They are the pedestrian version of middle-lane hogs, seemingly worried they might fall off the edge if they move from the centre.

  • Pay attention to what is ahead

One thing about walking is most of us do not go that fast. You do have time to move out of the way rather than plough on regardless or block the path.

  • Stop looking at your phone

This is not just a social distancing measure, my old walk to work – about 200 yards – rarely failed to feature at least one collision or near miss.

Remarkably, it can be even worse at weekends – and was again between lockdowns – as Gloucester Docks appears a hot spot for groups of men (almost exclusively), dressed in black (even more exclusively), staring at screens (often more than one) in search of Pokemon.

Thankfully, Pokemon appear to be obeying lockdown rules.

  • Walking in the road/mud/canal is fine, thank you

After all, you would not want to get those best shoes or white trainers dirty by veering away from the path to give somebody some room.

Your dog can walk in the mud.

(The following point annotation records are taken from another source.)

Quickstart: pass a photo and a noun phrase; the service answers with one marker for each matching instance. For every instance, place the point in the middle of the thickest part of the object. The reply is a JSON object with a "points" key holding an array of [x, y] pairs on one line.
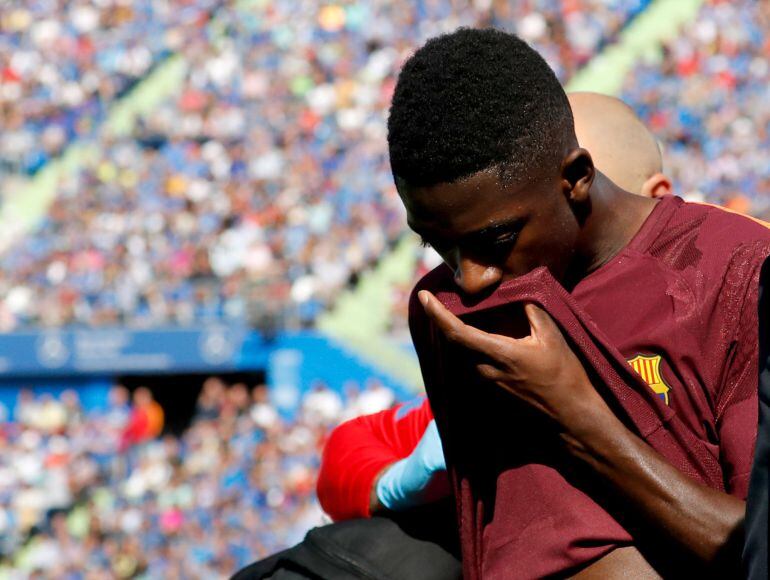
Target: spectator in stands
{"points": [[146, 419]]}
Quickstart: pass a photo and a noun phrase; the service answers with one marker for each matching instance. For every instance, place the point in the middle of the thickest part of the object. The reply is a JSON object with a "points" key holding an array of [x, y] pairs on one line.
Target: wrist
{"points": [[592, 430], [375, 505]]}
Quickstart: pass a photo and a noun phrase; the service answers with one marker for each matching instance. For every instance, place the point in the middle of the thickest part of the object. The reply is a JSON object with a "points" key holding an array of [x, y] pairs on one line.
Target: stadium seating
{"points": [[262, 187]]}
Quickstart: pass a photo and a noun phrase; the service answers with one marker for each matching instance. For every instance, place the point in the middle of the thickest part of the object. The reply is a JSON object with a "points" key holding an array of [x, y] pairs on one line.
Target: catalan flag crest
{"points": [[648, 367]]}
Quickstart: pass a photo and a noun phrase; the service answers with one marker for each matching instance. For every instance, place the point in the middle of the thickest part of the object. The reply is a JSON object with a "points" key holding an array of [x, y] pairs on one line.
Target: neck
{"points": [[614, 218]]}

It is probably happier there than me.

  • That two-metre gap is not for you to fill

Not a walk issue, this one’s from the list of supermarket gripes (seriously, don’t get me started – my frustration in the aisles generally rises with my need to travel. Which is high).

That two-metre gap in the checkout is for social distancing (you might have heard of it) and to let people pass through.

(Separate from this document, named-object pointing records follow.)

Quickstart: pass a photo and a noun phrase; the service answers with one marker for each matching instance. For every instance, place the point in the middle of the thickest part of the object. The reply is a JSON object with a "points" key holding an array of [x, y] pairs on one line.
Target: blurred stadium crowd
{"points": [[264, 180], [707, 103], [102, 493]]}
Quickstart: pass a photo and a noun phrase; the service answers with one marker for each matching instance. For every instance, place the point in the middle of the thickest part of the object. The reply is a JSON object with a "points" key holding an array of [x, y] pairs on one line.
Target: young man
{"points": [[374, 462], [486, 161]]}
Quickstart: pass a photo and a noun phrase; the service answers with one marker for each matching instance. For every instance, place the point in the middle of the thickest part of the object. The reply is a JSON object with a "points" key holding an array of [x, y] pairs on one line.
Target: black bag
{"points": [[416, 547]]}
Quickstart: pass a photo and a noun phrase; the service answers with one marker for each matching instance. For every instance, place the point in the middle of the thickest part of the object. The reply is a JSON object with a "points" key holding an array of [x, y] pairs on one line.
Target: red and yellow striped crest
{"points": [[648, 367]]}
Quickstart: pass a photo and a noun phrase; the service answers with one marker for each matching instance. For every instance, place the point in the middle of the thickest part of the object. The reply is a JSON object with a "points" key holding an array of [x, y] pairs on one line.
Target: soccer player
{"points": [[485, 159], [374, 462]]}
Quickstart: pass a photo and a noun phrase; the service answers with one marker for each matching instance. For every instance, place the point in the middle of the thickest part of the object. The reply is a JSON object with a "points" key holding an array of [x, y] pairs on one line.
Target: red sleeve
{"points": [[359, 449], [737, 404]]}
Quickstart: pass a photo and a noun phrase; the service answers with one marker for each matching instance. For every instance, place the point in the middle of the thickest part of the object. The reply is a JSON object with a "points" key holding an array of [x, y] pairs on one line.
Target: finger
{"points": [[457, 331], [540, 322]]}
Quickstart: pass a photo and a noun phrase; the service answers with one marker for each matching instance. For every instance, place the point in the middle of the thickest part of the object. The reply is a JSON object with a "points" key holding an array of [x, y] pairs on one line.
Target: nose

It is not for you to take your place at the front of the queue.

And no, not all of us are polite enough to let you go keep loading your shopping onto the belt.

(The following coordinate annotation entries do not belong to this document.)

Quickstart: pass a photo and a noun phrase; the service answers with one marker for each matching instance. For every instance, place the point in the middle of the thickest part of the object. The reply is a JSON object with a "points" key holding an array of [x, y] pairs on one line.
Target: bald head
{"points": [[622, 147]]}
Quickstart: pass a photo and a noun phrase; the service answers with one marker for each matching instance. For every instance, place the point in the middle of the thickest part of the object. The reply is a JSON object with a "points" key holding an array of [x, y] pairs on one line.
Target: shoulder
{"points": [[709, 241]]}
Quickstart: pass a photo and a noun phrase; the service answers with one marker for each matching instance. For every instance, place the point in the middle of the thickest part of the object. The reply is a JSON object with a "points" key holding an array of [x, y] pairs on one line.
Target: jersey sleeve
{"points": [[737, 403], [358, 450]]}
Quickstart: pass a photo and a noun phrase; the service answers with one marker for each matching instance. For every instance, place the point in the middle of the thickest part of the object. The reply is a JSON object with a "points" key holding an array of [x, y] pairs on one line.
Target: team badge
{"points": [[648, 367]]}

  • Filming yourself breaking into a government building and posting it on social media is not a good idea

Oops, sorry, wrong list. Probably the same sort of people.

Soundtracking all this mumbling at passing walkers (and it is not always  as quiet as mumbling) has been a fair few highlights in the latest section.

We had one of last year’s best tracks with ICU from Phoebe Bridgers, rewound a few years for some ideas – three versions of Ideas as Opiates by Tears for Fears, courtesy of a bit of lockdown nostalgia downloading, and Idea Track by Idlewild – a regular visitor in Billy Bragg (Ideology) and Idioteque, one of Radiohead’s better outings once they went a bit… well, let’s just say post-OK Computer.

And then we hit the Ifs, which has been a pretty rich seam,

The magnificent If I Can’t Change Your Mind obeyed this blog’s rule of Copper Blue which says anything from Sugar’s debut album has to feature, while The Lemonheads (If I Could Talk I’d Tell You) and Jason Isbell (If It Takes A Lifetime) come close to similar outcomes.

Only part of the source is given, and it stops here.